Horatio schüttelte wortlos den Kopf.

"… Wir berichten live von der Geiselnahme, die sich gerade im Herzen New Yorks abspielt. Wie wir gerade erfahren haben, wurde eine unbekannte Anzahl von Kunden des Kaufhauses Macy´s als Geiseln genommen. Genauere Umstände sind uns im Moment leider nicht bekannt. Bleiben Sie dran: WNBC 4 hält Sie auf dem Laufenden…"

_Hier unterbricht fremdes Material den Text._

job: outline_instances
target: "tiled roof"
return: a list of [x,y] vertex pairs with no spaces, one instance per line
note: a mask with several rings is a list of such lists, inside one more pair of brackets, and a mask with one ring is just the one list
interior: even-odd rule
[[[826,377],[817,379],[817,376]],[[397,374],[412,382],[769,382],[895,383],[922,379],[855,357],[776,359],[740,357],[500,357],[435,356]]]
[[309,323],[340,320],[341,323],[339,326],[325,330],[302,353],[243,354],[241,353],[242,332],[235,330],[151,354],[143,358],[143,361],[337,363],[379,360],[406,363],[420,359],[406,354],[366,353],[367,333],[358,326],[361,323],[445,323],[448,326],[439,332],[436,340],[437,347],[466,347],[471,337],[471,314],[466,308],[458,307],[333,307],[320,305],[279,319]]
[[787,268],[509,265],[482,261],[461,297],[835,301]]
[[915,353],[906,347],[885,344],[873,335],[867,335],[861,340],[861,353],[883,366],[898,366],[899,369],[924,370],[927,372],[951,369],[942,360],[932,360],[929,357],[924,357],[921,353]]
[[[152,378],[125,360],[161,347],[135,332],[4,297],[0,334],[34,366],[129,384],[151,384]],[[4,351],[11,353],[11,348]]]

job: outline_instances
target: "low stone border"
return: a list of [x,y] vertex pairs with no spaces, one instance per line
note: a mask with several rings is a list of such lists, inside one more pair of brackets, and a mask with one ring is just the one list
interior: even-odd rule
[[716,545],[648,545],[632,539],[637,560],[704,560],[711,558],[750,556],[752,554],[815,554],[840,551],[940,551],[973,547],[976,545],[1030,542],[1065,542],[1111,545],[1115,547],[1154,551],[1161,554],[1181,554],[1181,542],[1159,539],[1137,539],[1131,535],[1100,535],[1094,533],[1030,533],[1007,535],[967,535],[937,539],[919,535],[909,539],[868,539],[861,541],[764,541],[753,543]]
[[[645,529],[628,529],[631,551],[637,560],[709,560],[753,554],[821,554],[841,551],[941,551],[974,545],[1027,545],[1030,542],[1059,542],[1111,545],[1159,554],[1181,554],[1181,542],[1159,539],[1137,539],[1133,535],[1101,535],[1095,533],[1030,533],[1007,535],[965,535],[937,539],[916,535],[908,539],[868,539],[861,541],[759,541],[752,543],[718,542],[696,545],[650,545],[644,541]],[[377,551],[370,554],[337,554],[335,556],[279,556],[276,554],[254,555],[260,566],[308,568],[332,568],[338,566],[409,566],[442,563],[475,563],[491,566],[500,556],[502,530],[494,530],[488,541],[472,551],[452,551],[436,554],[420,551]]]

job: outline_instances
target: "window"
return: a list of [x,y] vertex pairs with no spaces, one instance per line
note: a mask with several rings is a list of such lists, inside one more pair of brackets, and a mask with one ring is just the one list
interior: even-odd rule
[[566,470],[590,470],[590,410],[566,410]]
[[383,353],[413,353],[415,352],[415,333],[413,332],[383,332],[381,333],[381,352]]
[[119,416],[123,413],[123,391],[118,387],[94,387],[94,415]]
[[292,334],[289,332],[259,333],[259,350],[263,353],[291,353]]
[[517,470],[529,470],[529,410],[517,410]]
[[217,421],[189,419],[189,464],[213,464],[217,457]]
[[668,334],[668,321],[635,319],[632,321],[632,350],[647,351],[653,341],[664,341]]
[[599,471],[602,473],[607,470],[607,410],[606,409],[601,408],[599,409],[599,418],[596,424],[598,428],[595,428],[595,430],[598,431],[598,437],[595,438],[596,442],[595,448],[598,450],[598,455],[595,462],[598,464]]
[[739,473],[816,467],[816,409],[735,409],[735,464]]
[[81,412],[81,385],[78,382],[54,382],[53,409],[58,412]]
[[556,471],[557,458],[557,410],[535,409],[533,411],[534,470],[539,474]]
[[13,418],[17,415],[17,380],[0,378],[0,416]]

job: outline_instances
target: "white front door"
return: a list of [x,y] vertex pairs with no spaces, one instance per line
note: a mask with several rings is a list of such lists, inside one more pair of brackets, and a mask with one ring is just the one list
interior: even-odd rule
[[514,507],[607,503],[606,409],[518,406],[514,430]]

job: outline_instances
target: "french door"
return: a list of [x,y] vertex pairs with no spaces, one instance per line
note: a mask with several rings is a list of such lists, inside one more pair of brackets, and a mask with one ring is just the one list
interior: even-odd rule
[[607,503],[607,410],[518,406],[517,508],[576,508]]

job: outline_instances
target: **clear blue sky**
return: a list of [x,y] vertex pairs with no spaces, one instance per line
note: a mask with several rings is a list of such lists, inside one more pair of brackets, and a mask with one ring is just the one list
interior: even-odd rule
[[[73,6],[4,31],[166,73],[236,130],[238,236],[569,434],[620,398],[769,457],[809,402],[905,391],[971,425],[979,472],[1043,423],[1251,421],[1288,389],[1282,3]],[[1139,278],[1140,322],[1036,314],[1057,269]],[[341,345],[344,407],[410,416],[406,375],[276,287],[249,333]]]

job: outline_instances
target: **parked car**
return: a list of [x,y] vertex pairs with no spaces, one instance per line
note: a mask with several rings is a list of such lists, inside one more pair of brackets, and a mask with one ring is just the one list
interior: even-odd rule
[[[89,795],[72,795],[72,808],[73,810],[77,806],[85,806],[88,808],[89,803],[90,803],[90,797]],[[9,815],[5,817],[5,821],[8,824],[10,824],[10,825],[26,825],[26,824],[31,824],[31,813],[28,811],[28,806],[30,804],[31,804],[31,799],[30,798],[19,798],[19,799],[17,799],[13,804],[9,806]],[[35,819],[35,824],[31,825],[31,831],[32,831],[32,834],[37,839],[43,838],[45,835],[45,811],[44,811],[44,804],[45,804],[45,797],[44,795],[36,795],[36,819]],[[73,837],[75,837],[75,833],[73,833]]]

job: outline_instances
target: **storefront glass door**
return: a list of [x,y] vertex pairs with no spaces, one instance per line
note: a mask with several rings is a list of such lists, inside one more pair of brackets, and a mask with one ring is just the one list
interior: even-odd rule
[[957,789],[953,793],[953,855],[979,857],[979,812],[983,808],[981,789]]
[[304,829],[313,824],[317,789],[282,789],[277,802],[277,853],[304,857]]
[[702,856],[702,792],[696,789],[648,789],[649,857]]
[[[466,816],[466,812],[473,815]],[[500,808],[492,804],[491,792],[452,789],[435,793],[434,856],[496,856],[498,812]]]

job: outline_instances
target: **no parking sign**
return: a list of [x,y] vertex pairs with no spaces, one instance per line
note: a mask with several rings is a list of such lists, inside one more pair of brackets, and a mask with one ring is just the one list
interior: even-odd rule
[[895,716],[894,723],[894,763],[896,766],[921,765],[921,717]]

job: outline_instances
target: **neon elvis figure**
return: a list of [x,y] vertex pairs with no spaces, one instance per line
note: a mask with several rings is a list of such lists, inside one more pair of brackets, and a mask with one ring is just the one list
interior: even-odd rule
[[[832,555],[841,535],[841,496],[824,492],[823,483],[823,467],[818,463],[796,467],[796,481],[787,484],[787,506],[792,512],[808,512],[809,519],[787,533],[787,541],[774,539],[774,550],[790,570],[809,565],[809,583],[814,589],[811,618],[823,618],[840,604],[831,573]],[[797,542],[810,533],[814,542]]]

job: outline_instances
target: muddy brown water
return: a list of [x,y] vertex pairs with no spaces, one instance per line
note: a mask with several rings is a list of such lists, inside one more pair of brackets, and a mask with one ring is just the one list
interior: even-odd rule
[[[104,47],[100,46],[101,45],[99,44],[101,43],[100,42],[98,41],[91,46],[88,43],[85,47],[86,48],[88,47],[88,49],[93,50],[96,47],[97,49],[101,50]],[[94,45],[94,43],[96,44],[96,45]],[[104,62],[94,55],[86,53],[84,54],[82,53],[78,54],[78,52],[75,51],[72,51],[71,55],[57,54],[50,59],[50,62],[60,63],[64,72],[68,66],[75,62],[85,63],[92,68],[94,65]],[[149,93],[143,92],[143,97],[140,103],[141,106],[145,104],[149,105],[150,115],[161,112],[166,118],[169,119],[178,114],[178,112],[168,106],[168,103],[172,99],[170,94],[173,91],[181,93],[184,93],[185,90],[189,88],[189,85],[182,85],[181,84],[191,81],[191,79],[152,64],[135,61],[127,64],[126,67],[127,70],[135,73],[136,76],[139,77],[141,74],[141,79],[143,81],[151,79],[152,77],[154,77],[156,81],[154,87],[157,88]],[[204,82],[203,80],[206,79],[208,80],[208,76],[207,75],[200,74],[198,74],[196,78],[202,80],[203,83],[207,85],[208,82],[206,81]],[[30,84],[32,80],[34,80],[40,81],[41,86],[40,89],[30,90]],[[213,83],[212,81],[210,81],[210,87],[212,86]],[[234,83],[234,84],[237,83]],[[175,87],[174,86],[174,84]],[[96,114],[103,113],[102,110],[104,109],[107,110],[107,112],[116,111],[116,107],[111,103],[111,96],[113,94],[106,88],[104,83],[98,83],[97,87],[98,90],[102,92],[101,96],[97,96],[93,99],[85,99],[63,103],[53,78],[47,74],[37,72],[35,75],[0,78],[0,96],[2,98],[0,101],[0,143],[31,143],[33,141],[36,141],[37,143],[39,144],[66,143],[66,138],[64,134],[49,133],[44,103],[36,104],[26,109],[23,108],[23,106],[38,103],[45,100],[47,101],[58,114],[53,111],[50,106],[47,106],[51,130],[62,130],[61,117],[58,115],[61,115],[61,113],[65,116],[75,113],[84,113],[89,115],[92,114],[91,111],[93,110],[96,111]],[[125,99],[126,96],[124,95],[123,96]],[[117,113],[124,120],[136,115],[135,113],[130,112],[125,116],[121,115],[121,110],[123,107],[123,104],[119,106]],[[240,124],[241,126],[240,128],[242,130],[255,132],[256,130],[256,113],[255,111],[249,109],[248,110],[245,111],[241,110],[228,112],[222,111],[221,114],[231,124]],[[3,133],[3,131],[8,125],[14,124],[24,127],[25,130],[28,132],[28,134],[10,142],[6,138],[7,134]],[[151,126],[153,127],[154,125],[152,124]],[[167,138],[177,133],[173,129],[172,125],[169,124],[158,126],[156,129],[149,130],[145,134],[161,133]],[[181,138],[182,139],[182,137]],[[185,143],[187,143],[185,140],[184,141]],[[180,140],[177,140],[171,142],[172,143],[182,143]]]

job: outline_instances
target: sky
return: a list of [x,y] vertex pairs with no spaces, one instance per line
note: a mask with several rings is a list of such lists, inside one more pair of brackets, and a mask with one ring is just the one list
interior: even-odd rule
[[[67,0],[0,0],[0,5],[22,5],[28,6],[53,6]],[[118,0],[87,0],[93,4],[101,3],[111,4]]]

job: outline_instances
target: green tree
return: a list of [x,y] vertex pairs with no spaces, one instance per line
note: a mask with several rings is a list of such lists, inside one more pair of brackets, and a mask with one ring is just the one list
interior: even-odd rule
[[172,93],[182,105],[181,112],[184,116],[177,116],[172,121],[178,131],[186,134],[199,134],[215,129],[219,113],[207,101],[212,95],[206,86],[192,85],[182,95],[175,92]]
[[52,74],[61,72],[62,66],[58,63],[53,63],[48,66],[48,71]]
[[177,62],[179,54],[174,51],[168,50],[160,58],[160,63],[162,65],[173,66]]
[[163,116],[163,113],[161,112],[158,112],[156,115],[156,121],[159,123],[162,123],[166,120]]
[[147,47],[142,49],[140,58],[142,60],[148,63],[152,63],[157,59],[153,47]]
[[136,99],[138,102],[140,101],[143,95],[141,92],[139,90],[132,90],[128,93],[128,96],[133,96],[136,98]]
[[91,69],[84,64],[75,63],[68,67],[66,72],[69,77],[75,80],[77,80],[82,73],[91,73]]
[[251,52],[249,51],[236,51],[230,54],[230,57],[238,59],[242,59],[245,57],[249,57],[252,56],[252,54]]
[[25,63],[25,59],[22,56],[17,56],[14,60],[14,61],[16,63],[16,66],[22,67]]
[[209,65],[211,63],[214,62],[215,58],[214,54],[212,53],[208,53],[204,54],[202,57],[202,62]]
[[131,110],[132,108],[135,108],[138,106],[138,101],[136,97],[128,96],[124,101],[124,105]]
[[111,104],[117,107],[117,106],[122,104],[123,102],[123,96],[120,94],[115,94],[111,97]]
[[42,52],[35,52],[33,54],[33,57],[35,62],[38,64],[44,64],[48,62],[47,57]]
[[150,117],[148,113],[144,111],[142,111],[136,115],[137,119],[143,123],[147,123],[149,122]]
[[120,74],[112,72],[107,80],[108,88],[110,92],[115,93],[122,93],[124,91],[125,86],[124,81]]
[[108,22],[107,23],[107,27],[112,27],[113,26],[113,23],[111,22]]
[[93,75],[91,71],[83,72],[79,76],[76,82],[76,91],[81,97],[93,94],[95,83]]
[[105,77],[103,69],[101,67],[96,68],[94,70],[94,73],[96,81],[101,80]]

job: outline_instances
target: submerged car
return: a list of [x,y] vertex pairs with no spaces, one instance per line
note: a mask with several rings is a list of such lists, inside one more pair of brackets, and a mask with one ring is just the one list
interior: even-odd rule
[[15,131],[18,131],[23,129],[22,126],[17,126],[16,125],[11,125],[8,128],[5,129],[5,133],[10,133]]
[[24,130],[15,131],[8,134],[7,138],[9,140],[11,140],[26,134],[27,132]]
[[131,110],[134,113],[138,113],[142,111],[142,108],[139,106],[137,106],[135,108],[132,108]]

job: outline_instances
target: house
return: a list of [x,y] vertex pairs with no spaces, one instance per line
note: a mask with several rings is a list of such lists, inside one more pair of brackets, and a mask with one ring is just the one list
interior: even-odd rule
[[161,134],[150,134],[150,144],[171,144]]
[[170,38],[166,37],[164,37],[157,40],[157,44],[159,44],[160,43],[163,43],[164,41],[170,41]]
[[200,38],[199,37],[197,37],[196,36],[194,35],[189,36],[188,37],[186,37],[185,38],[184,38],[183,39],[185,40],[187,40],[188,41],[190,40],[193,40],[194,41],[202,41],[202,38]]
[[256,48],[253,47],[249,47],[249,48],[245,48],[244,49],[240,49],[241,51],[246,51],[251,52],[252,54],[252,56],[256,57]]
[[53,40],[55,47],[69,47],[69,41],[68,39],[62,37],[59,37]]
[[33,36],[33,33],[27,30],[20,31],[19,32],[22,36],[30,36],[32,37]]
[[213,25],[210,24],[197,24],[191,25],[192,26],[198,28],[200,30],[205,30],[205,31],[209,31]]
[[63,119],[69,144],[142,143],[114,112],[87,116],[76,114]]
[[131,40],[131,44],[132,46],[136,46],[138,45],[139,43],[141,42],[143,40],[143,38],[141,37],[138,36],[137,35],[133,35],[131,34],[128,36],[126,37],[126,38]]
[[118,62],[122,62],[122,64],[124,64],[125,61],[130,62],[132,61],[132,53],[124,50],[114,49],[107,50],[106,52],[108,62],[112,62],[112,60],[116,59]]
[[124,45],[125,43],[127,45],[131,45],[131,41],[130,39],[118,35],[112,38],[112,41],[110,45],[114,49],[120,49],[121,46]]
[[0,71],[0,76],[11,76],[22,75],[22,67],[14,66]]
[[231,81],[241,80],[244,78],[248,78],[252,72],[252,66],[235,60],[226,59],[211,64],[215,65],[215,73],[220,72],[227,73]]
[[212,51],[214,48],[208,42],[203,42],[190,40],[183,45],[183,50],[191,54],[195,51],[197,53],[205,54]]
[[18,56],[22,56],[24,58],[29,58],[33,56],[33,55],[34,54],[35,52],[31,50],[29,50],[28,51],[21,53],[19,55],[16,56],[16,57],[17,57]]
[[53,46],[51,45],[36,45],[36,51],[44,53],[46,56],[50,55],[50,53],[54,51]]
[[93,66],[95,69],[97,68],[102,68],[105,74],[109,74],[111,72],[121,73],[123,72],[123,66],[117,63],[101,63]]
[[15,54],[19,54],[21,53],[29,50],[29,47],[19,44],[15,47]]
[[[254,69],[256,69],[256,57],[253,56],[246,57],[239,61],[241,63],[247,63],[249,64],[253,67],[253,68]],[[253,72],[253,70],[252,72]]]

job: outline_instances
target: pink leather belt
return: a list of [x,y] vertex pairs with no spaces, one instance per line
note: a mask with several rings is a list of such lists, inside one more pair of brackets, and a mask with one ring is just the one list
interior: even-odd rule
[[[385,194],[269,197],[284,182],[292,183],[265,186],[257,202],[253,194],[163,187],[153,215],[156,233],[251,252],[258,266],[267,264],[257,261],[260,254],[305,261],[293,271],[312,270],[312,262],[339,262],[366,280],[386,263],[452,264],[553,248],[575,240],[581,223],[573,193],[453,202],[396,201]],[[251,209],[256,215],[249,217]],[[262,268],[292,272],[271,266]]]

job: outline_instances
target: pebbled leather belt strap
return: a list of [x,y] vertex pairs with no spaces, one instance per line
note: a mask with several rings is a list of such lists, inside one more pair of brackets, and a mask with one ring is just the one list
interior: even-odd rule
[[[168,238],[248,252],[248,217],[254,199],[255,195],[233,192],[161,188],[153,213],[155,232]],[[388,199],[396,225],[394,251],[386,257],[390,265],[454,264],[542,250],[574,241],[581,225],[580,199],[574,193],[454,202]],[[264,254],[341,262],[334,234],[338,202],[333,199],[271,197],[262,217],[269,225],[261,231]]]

Calleigh und Eric hatten den Bericht verfolgt, verstanden jedoch nicht, warum Horatio so entsetzt blickte.

Er murmelte vor sich hin: "Es stimmt wirklich, er hat Recht gehabt…"

Eric tippte ihm auf die Schulter: "H? Willst du uns sagen, was los ist? Wer hat recht gehabt?"

Horatio sah ihn an: "Ähm… ich habe gerade mit Speed telefoniert…"

"Ja?"

"Seine Mutter und deine Cousinen sind in New York shoppen. Die Geiselnahme… offensichtlich sind sie unter den Geiseln."

Eric sah Horatio erschrocken an: "Was? Du machst Scherze. Sag, dass das ein Scherz ist, H!"

Er schüttelte den Kopf: "Es tut mir leid, Eric."

Calleigh war genauso erschrocken wie Eric: "Und Speed? Was ist mit ihm? Und mit Maeve?! Oh Gott, sie haben hoffentlich Maeve nicht mit, oder?"

"Nein, die Kleine ist bei Speed. Die Männer sind gerade auf dem Weg nach New York City."

Eric stand auf und begann im Raum auf und ab zu gehen: "Können wir irgendetwas tun, Horatio? Wir können doch nicht einfach hier herumsitzen!"

"Eric, wir können nur abwarten. Ich habe Speed gesagt, er soll sich melden, sobald er etwas Näheres weiß."

Alexx betrat den Raum und grinste, als sie die Drei sah: "Na? Was ist hier los, ihr macht ja Gesichter?"

Eric lief auf sie zu: "Alexx! Andie, Linda und Speeds Mutter sind in New York als Geiseln genommen worden!"

Sie sah ihn ungläubig an: "Was? Du musst dich irren, Syracuse ist vier Stunden von New York entfernt."

"Nein, die drei sind nach New York shoppen gefahren."

Alexx schüttelte den Kopf: "Das kann nicht sein! Was ist mit Maeve? Ich muss sofort Timmy anrufen!" Sie suchte die Taschen ihrer OP-Kleidung panisch nach ihrem Handy ab.

Jetzt stand Horatio auf und nahm ihre Hand, um sie davon abzuhalten, Tim anzurufen: "Alexx, er ist auf dem Weg nach New York und fährt wie ein Verrückter. Maeve ist bei ihm, es geht ihr gut - bis jetzt jedenfalls. Ruf ihn nicht an, sonst verursacht er vielleicht noch einen Unfall. Ich mache mir auch Sorgen, aber wir müssen abwarten, bis er sich meldet."

Alexx seufzte und sah Horatio verzweifelt an: "Die Armen. Ich hoffe so sehr, dass ihnen nichts passiert."

Er lächelte sie an: "Alexx, das hoffen wir alle."

Sie setzten sich auf die Couch und begannen wieder die Kanäle auf der Suche nach weiteren Informationen durchzuzappen.